The Evolving Exploratorium: Looking Back, Moving Forward
Harvey Milk Terminal 1
The Evolving Exploratorium: Looking Back, Moving Forward
In the fall of 1969, renowned physicist and educator Dr. Frank Oppenheimer (1912–1985) saw great potential for an interactive science museum in the vast unused gallery of the Palace of Fine Arts, originally built for the 1915 Panama-Pacific International Exposition. Over the next four and a half decades, the cavernous space was filled with millions of curious visitors and hundreds of exhibits illuminating principles of physics, optics, sound, biology, and more. Frank’s vision was to create a place where people could notice, discover, and engage with scientific phenomena for themselves—and thus feel empowered to participate fully in the world around them.The Exploratorium is many things—an interactive science museum, a hands-on laboratory, a place where natural phenomena, art, and human perception meet. The images in this exhibition follow the evolution of the Exploratorium from its earliest days at the Palace of Fine Arts to its new home at Pier 15 on the San Francisco waterfront.

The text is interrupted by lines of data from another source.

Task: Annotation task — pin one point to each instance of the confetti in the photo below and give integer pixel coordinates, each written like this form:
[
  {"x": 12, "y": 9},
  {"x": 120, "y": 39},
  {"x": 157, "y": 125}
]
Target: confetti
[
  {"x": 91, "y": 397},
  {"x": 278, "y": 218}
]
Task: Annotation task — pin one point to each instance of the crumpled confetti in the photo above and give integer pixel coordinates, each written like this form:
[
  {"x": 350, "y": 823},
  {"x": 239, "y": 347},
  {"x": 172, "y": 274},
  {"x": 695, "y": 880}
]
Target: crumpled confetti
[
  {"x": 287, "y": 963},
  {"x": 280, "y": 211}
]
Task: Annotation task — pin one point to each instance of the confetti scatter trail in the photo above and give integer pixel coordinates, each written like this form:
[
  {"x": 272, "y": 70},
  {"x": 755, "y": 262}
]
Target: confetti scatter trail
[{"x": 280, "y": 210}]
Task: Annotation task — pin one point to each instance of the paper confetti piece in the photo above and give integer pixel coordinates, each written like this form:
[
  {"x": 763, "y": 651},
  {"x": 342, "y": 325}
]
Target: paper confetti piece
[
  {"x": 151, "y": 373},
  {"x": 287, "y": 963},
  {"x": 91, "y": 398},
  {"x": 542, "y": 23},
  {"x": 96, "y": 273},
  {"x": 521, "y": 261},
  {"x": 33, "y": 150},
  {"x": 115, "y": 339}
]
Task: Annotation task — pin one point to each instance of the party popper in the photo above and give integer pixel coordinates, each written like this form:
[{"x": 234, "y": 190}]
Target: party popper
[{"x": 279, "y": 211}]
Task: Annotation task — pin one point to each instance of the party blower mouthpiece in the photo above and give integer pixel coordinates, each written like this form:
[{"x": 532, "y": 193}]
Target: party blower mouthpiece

By the early 2000s, it was clear that the museum had outgrown its first home, and preparations were made for a move to Pier 15 along the Embarcadero. The new Exploratorium will open on April 17, 2013, in a completely renovated building that preserves the original “bones” of the pier while incorporating cutting edge, environmentally sustainable infrastructure. The museum’s new footprint will encompass almost three times as much space as the original site, hundreds of new exhibits, an all-glass Observatory, and an outdoor gallery.